Request routing concerns which node(s) clients connect to when making a request. This is part of the more general problem of service discovery, which affects any software accessible over a network.

Different approaches to this problem influence how clients make requests:

  • Contact any node (e.g. via round-robin load balancer). If that node owns the partition, it can handle the request directly; otherwise, it forwards the request to the appropriate node, receives the reply, and passes the reply to the client.
  • Send all requests to a routing tier first, which determines the node that should handle each request and forwards it accordingly.
  • Require that clients be aware of the partitioning and assignment of partitions to nodes.
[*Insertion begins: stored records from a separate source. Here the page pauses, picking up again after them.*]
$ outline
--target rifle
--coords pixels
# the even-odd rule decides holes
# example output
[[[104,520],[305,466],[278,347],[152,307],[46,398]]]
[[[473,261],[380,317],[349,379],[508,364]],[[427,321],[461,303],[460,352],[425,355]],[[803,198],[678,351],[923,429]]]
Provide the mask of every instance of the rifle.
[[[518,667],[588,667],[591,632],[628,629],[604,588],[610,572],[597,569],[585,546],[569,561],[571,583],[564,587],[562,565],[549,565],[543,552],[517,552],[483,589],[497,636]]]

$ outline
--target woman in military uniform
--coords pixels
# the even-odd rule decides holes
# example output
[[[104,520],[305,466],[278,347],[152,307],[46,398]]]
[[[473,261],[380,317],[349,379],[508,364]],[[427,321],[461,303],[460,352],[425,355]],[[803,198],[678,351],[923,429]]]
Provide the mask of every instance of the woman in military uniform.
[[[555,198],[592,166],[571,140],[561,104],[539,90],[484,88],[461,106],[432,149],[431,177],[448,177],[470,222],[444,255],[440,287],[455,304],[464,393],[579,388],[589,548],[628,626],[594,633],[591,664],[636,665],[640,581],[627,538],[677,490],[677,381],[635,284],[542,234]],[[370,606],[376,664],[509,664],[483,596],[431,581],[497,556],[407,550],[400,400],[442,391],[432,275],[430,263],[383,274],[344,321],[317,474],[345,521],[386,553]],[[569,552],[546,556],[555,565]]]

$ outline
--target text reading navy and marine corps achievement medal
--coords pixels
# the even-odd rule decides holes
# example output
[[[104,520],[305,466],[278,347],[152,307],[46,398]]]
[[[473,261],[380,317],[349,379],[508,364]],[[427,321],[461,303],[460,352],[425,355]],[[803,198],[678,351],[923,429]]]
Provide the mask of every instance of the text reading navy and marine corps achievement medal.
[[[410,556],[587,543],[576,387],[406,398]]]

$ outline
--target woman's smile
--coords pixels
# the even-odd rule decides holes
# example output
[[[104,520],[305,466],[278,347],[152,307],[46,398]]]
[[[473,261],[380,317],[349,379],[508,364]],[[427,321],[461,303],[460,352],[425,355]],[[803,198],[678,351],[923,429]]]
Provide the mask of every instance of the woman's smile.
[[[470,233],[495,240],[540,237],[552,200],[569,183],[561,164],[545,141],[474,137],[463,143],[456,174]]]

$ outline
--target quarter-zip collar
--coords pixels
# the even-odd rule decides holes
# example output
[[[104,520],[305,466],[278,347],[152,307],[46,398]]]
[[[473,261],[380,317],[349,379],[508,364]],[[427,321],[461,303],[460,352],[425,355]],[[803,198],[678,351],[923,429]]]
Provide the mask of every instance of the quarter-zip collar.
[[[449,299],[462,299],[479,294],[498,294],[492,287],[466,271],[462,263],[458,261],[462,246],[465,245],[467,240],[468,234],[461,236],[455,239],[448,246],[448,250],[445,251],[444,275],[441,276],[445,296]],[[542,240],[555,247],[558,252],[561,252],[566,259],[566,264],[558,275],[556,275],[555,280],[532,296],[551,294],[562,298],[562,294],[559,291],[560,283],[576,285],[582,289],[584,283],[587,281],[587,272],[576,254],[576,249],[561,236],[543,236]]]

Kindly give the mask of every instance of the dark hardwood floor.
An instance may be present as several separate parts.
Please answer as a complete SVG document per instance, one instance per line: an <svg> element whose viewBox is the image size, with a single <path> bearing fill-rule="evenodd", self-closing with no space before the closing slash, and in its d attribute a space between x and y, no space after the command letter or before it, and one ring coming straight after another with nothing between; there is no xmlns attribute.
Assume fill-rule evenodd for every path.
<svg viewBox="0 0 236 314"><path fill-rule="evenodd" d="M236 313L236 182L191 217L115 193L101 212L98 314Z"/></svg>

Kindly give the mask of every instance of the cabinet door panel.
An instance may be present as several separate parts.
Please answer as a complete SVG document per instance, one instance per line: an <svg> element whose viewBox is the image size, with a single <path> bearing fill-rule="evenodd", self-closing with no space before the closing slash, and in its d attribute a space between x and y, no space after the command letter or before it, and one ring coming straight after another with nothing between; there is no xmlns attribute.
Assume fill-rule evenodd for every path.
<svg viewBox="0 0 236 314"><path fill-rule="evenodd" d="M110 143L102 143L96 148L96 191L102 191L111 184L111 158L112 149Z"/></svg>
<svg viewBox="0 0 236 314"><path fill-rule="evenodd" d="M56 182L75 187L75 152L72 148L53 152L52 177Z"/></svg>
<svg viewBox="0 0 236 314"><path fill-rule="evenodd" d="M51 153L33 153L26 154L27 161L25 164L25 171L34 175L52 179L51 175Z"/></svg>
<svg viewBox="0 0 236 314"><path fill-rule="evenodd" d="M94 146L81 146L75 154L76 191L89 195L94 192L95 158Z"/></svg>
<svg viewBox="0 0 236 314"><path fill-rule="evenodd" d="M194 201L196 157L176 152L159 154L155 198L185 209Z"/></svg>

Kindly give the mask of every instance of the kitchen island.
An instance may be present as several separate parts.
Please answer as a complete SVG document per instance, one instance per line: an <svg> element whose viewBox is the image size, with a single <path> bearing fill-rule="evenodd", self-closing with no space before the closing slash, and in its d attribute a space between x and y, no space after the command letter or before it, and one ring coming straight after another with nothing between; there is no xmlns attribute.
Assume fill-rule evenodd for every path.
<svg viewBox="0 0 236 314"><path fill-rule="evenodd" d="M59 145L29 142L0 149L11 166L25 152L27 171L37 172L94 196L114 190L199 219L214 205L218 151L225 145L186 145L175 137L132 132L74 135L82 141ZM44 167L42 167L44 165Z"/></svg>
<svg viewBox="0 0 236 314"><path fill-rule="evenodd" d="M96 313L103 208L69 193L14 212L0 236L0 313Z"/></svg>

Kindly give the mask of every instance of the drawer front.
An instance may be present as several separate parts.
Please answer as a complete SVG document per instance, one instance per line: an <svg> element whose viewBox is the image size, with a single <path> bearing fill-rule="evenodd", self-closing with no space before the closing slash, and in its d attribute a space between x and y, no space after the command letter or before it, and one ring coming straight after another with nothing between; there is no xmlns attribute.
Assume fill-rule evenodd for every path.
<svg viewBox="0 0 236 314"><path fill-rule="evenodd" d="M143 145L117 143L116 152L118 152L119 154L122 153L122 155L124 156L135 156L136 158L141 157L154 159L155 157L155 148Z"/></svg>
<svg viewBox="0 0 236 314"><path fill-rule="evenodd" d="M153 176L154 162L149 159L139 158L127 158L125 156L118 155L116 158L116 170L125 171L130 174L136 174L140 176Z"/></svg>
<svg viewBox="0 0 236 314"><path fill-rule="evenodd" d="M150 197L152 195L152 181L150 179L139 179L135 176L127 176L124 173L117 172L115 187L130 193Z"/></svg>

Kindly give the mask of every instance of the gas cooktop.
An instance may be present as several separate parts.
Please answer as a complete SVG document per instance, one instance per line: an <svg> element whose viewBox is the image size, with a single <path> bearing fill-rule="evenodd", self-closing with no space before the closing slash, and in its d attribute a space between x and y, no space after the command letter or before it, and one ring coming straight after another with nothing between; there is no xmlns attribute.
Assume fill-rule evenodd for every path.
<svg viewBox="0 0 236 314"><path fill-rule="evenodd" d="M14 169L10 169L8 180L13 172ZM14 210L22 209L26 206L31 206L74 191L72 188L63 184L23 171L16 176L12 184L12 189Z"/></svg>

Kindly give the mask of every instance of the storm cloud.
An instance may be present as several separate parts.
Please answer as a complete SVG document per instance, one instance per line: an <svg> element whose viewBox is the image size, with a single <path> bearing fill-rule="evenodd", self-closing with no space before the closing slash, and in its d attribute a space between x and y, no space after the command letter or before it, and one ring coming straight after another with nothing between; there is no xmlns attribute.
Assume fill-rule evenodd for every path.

The client can then directly connect to the appropriate node.

The key problem in all approaches is: how does the component making routing decisions learn about changes in the assignment of partitions to nodes.

Coordination Service

Many distributed data sytems rely on a separate coordination service such as ZooKeeper to keep track of cluster metadata. Each node registers itself in ZooKeeper, and ZooKeeper maintains the authoritative mapping of partitions to nodes.

The routing tier or partitioning-aware client can subscribe to this information in ZooKeeper. When a partition changes ownership, or a node is added or removed, ZooKeeper notifes the routing tier so that it can keep its routing information up to date.

Gossip Protocol

Cassandra and Riak use a gossip protocol among the nodes to disseiminate any changes in cluster state. Requests can be sent to any node, and that node forwards them to the approriate node for the requested partition. This model puts more complexity on the database nodes but avoids the dependency on an external coordination service.

Parallel Query Execution

Massively parallel processing (MPP) relational databases are often used for analytics, and are much more sophisticated in the queries supported. The MPP query optimizer can break complex queries into a number of execution stages and partitions, many of which can be executed in parallel on different nodes of the database cluster.